A reaction whose heat of reaction shows the bond energy of \(\mathrm{HCl}\) is (a) \(\mathrm{HCl}(\mathrm{g}) \longrightarrow \mathrm{H}(\mathrm{g})+\mathrm{Cl}(\mathrm{g})\) (b) \(2 \mathrm{HCl}(\mathrm{g}) \longrightarrow \mathrm{Hl}(\mathrm{g})+\mathrm{Cll}(\mathrm{g})\) (c) \(\mathrm{HCl}(\mathrm{g}) \longrightarrow \frac{1}{2} \mathrm{H}_{2}(\mathrm{~g})+\frac{1}{2} \mathrm{Cl}_{2}(\mathrm{~g})\) (d) \(\mathrm{HCl}(\mathrm{g}) \longrightarrow \mathrm{H}^{+}(\mathrm{g}) \longrightarrow \mathrm{Cl}^{-}(\mathrm{g})\)

Bond energy refers to the amount of energy required to break a bond between two covalently bonded atoms. In this case, we want an equation that shows breaking the bond in HCl.

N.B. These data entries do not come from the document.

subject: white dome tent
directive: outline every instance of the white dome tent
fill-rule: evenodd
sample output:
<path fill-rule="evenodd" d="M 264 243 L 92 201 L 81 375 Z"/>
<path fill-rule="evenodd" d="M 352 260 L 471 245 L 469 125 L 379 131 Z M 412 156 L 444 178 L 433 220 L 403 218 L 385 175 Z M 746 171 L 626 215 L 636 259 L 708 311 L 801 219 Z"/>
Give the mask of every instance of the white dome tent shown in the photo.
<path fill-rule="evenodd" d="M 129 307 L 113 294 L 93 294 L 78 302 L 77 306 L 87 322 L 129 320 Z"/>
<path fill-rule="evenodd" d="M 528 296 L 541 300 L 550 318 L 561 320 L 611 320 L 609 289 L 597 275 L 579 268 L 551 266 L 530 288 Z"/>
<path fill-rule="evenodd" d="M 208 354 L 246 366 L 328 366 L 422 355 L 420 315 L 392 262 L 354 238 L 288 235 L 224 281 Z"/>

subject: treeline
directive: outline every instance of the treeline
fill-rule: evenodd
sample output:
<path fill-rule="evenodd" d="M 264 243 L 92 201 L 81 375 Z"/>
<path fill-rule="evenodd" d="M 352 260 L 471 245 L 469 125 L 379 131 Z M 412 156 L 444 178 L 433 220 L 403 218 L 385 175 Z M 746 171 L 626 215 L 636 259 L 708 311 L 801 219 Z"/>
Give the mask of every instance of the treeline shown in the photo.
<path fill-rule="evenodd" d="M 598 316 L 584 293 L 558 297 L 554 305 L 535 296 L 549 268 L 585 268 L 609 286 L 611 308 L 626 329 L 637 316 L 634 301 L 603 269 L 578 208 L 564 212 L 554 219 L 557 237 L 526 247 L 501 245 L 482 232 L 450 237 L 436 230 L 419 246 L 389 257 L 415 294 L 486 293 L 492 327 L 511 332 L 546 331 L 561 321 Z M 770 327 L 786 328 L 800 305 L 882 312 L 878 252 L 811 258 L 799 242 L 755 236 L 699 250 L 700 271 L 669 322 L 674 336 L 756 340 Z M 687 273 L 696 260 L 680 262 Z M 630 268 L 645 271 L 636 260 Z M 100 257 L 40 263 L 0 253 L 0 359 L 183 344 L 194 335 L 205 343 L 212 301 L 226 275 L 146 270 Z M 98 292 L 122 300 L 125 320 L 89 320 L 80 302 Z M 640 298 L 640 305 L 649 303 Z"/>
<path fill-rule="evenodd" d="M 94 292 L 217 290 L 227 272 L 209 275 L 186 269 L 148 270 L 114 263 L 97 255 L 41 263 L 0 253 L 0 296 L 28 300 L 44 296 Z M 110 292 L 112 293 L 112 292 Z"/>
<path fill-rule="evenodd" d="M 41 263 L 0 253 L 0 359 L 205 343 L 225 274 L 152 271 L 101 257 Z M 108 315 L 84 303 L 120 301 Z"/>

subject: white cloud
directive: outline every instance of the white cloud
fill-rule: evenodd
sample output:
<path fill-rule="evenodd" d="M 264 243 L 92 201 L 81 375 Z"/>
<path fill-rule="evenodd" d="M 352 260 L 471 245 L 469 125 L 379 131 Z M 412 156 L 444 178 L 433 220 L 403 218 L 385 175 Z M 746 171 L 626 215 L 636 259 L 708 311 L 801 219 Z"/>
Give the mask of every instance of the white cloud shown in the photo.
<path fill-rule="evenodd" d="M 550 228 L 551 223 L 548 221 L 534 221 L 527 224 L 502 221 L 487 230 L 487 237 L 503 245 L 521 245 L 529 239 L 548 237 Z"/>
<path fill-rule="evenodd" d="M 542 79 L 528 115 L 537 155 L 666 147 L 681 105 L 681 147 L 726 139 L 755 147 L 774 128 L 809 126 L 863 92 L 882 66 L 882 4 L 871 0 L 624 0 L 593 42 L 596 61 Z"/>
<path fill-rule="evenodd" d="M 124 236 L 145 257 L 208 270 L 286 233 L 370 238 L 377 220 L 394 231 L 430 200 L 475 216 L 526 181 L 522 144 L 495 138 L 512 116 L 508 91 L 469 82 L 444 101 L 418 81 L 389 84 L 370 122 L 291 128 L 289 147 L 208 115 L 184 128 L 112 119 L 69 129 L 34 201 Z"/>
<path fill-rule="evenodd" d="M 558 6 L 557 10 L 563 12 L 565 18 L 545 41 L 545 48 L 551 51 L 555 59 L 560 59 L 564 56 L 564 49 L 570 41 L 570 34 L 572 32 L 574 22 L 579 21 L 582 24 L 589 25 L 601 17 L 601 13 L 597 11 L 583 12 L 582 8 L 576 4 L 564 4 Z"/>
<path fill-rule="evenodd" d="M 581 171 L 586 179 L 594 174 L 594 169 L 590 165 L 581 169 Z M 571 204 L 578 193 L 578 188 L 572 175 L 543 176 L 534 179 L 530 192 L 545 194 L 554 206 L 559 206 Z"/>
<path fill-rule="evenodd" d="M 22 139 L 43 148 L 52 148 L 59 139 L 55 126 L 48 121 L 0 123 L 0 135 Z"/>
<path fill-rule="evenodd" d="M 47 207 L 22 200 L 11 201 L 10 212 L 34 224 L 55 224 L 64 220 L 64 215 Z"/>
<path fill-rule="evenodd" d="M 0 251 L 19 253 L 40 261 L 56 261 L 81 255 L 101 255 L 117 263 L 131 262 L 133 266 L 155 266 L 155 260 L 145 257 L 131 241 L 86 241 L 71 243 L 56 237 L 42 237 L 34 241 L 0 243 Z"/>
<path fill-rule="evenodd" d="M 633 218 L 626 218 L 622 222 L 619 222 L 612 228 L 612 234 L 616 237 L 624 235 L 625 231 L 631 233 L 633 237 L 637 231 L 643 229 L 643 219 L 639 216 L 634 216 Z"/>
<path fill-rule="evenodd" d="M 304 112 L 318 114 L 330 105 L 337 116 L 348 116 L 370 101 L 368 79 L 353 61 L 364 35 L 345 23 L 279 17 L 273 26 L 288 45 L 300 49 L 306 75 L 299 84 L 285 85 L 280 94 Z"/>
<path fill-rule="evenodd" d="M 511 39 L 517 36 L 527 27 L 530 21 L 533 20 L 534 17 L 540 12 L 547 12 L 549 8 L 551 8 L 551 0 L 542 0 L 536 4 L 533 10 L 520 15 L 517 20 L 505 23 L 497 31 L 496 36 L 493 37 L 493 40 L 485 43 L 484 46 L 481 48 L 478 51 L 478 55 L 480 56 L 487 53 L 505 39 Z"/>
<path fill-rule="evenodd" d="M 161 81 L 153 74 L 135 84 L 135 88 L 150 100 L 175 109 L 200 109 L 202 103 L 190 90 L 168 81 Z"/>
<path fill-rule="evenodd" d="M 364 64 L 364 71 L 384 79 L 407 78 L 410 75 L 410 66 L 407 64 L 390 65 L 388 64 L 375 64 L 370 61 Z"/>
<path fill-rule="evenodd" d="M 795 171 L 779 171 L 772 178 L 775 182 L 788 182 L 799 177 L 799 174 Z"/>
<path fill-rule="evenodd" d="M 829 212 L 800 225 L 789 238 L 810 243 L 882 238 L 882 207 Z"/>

We examine each of the given reactions individually:(a) \( \mathrm{HCl}(\mathrm{g}) \longrightarrow \mathrm{H}(\mathrm{g})+\mathrm{Cl}(\mathrm{g}) \) - In this reaction, the bond between hydrogen and chlorine is broken to form gaseous hydrogen and chlorine. This reaction shows breaking the bond in HCl.(b) \( 2 \mathrm{HCl}(\mathrm{g}) \longrightarrow \mathrm{Hl}(\mathrm{g})+\mathrm{Cll}(\mathrm{g}) \) - This reaction does not make chemical sense. Since there are no elements named Hl and Cll, we can disregard this option.(c) \( \mathrm{HCl}(\mathrm{g}) \longrightarrow \frac{1}{2} \mathrm{H}_{2}(\mathrm{~g})+\frac{1}{2} \mathrm{Cl}_{2}(\mathrm{~g}) \) - In this reaction, HCl is broken down into half a molecule each of hydrogen and chlorine gas. Physically, there is no such thing as half a molecule, so this reaction is not feasible.(d) \( \mathrm{HCl}(\mathrm{g}) \longrightarrow \mathrm{H}^{+}(\mathrm{g})\longrightarrow \mathrm{Cl}^{-}(\mathrm{g}) \) - This reaction seems to break HCl into a hydrogen and a chloride ion. However, ions do not exist freely in gaseous state. So this option is incorrect.

Based on the analysis, the first reaction is the correct answer. This reaction represents the breaking of the bond in HCl, which gives the bond energy of HCl. The rest of the reactions are either chemically incorrect or physically impossible.